In a separate letter to Feinberg, Nader asked – “Since Boeing is required to pay all of your expenses, why couldn’t your office have done these form filing services without charge to the claimants? If there were a few complications, as you said in Somalia, local counsel could be retained at Boeing’s expense.”

“It seems that some of these charging lawyers are justifying this overreach, to put it mildly, by referring to you as the authority for what is a reasonable fee – e.g., ten percent or $145,000 – plus a similar percentage earlier on the $150,000, if that was the case. This should bring you to a reconsideration of this development and whether this should lead to a different kind of advisory from your office. There are knowledgeable people in legal ethics who believe that the ten percent lawyers should be refunding that sum, minus a few by the hour charges.”

“What makes this story so heartbreaking, Ken, is that it comes after a sweetheart settlement by the Department of Justice, dashing the expectations of the families for punitive justice on the company and its top culpable officials. They then receive in toto a far smaller sum than did the airlines – already the recipients of some $50 billion in pandemic subsidies, in spite of $45 billion in stock buybacks over a few past years. Then comes the carve out from lawyers at levels that can only be called ‘larcenous.’”

“You’ve had to deal over the years with many sticky issues inside the personal tragedies that require judgment calls which are not easy to make.” 

“I urge you to put your experience and sense of equity to work to produce restitutions that are clearly equitable and needed. For those families not yet in receipt of their awards, you can forestall the ten percent problem and proactively provide pro se services.”
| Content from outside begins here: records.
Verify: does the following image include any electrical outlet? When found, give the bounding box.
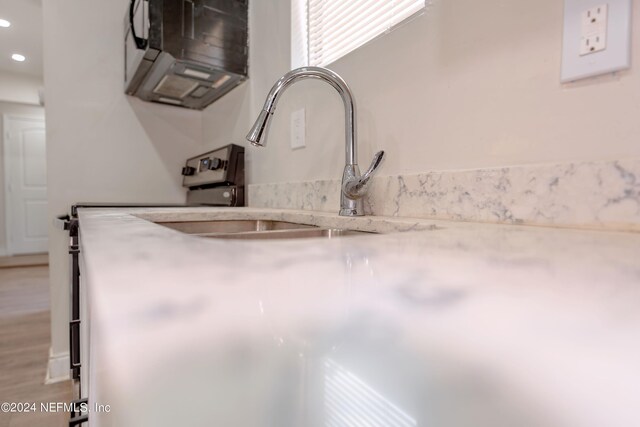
[561,0,631,82]
[290,108,305,150]
[580,4,607,55]
[581,34,606,55]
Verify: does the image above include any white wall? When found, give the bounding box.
[0,71,43,105]
[0,101,45,256]
[43,0,205,367]
[203,0,640,185]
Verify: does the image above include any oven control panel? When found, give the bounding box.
[181,144,244,188]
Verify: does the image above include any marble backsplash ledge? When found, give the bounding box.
[248,158,640,231]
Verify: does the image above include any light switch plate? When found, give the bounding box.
[290,108,305,150]
[561,0,631,82]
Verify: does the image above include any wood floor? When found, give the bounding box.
[0,266,72,427]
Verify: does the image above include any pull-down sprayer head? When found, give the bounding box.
[246,109,273,147]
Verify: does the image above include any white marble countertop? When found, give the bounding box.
[78,207,640,427]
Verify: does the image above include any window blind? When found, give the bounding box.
[296,0,425,67]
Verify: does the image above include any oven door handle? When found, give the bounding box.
[69,319,81,370]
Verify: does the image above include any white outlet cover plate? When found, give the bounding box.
[561,0,631,82]
[290,108,305,149]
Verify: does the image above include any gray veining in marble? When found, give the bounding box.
[248,158,640,231]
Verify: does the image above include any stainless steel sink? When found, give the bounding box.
[209,228,369,240]
[156,220,314,235]
[155,220,372,240]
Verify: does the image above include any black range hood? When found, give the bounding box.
[124,0,248,110]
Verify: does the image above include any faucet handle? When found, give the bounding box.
[363,150,384,178]
[343,151,385,199]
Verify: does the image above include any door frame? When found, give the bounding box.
[3,114,47,256]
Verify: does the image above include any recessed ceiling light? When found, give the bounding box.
[11,54,26,62]
[0,19,11,28]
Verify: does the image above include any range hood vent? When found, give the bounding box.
[124,0,248,110]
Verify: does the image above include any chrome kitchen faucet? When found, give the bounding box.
[246,66,384,217]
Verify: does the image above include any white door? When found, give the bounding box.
[4,115,48,255]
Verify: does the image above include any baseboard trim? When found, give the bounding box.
[45,349,70,384]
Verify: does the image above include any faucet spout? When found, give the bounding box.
[247,66,384,217]
[247,67,357,165]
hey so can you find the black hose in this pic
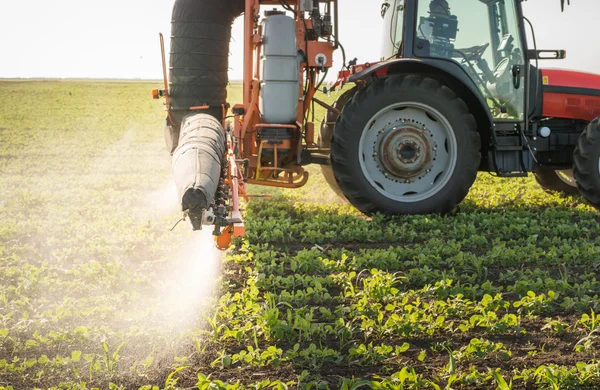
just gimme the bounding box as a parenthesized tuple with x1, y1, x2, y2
(331, 34, 347, 69)
(279, 0, 297, 15)
(315, 68, 329, 92)
(168, 0, 245, 123)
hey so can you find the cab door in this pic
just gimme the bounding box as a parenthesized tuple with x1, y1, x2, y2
(413, 0, 526, 121)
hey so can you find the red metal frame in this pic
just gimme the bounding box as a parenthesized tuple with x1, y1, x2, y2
(215, 0, 337, 246)
(541, 68, 600, 122)
(237, 0, 335, 186)
(154, 0, 337, 246)
(330, 62, 385, 91)
(216, 134, 247, 250)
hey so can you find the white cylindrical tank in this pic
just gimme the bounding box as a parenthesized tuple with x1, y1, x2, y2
(260, 14, 300, 124)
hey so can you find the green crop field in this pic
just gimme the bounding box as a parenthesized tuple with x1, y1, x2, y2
(1, 80, 600, 390)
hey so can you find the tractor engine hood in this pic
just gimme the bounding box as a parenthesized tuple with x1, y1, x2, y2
(541, 68, 600, 92)
(541, 68, 600, 122)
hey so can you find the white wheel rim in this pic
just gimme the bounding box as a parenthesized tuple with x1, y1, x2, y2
(358, 102, 458, 203)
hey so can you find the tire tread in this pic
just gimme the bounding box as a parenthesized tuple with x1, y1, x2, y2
(331, 75, 481, 215)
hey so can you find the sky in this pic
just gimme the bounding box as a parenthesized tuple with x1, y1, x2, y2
(0, 0, 598, 80)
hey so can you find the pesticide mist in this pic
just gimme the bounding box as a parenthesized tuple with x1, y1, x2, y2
(0, 80, 229, 388)
(155, 228, 223, 329)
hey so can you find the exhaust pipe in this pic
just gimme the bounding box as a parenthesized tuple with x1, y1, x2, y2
(167, 0, 244, 228)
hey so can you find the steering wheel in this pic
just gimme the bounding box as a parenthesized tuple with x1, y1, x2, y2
(452, 42, 492, 84)
(457, 43, 490, 62)
(452, 43, 491, 81)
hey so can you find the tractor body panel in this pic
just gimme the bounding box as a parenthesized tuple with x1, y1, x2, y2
(541, 68, 600, 122)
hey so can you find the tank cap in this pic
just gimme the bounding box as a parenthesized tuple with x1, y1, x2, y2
(265, 8, 286, 17)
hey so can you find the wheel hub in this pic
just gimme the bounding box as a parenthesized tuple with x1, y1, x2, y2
(357, 102, 460, 204)
(376, 122, 435, 181)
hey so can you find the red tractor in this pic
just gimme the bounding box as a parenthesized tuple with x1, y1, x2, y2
(322, 0, 600, 215)
(154, 0, 600, 247)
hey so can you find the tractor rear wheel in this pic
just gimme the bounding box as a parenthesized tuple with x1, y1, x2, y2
(319, 87, 357, 200)
(534, 167, 579, 195)
(331, 75, 481, 215)
(574, 117, 600, 207)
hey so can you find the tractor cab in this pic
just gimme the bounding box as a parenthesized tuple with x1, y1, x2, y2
(382, 0, 527, 121)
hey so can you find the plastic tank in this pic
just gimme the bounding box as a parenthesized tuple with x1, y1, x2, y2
(260, 14, 300, 124)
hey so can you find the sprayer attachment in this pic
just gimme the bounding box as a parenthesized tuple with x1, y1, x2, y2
(172, 113, 227, 230)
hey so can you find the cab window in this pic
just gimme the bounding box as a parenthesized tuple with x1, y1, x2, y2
(414, 0, 525, 120)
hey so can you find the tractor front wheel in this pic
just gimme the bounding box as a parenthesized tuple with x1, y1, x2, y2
(574, 117, 600, 208)
(331, 75, 481, 215)
(534, 167, 579, 195)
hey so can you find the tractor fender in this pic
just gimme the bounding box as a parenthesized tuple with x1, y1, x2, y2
(349, 58, 493, 155)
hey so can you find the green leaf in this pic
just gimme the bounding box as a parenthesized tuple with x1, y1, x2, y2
(71, 350, 82, 362)
(223, 355, 232, 367)
(350, 380, 375, 390)
(165, 366, 189, 387)
(25, 339, 39, 348)
(447, 351, 456, 375)
(396, 342, 410, 354)
(492, 370, 511, 390)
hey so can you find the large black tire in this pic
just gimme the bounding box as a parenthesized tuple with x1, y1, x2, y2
(534, 167, 579, 195)
(331, 75, 481, 215)
(319, 88, 357, 200)
(165, 0, 244, 154)
(574, 116, 600, 207)
(169, 0, 245, 124)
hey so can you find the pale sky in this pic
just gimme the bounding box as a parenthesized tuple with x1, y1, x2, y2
(0, 0, 598, 80)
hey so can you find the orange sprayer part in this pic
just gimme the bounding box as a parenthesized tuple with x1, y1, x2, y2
(306, 122, 315, 146)
(215, 225, 234, 251)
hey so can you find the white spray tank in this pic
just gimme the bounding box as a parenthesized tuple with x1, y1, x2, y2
(259, 12, 300, 124)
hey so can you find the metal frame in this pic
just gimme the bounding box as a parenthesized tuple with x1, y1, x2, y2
(237, 0, 337, 189)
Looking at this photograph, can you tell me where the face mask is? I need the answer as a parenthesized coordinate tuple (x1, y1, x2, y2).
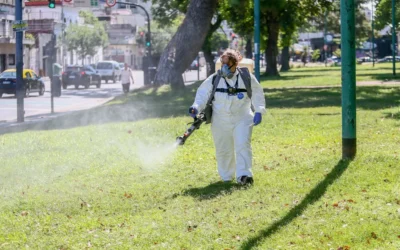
(221, 64, 234, 79)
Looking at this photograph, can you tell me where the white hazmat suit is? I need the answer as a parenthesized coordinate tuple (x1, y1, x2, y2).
(191, 69, 266, 181)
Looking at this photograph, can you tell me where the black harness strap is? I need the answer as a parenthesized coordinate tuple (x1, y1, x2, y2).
(215, 88, 247, 93)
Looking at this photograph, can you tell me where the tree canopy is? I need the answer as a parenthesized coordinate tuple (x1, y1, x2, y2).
(375, 0, 400, 31)
(65, 12, 108, 63)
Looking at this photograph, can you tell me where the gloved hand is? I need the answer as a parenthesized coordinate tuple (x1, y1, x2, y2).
(253, 112, 262, 126)
(188, 107, 198, 118)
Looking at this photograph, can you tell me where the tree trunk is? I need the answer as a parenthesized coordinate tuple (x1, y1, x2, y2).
(265, 18, 280, 76)
(202, 15, 222, 76)
(280, 46, 290, 72)
(245, 37, 252, 59)
(154, 0, 217, 88)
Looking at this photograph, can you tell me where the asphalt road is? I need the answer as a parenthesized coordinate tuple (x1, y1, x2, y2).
(0, 71, 144, 123)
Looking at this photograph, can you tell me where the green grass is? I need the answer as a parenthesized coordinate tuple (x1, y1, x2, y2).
(1, 76, 400, 249)
(261, 64, 400, 88)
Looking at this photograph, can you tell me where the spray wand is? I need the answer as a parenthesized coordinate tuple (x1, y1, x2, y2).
(176, 111, 207, 146)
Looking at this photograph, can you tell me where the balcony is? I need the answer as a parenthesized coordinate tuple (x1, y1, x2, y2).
(0, 0, 15, 6)
(25, 11, 62, 21)
(27, 19, 55, 33)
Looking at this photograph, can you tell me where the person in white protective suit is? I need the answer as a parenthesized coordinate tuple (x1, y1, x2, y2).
(189, 49, 266, 185)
“After all, your calls are not always entirely excellent and perfect. No one is perfect. Mistakes under pressure are understandable,” Nader wrote.  “Let’s hear from you.”

Corporate Crime Reporter contacted both the Justice Department and Feinberg’s office for comment on the story — and to get a list of lawyers involved and how much they charged their clients to secure the $1.45 million.

The Justice Department did not respond to an inquiry.

Feinberg asked that we call before deadline, which we did.

We wanted to question Feinberg about his claim on the Boeing Compensation Fund web site that the attorneys’ fees “should not be excessive.”

But how can he know whether the fees are excessive or not if he doesn’t know what the fees are? (Which is what Feinberg claimed to Nader.)

“I can’t speak at all about the letter to Merrick Garland,” Feinberg said. “That’s beyond my jurisdiction. As for the letter I received from Ralph Nader, I will tell you on the record that Ralph Nader is a great American. He has transformed the American legal system and I’m always glad to receive a letter from Ralph Nader. And I’ll take the letter under advisement. That’s it.”

“Okay thank you,” Feinberg said.

Wait a second. Before you go.

You say the attorneys’ fees should not be excessive.

How would you know whether or not they are excessive if you don’t know what they are?

“I have nothing further to add,” Feinberg said. “I did not want you to write a sentence in any story saying – Feinberg did not respond.”

“I responded and that’s my statement,” Feinberg said. “I have no comment on the details other than to say I’m always pleased to receive a letter from Ralph Nader.”

We have interviewed Feinberg’s law partner Camille Biros in detail in the past about the Boeing case. 

Will Camille Biros answer some of these questions?

“No,” Feinberg said. “She will just refer you to Ken’s on the record quote about Ralph Nader.”

You are not going to release the list of the lawyer fees?

“You have my statement,” Feinberg said.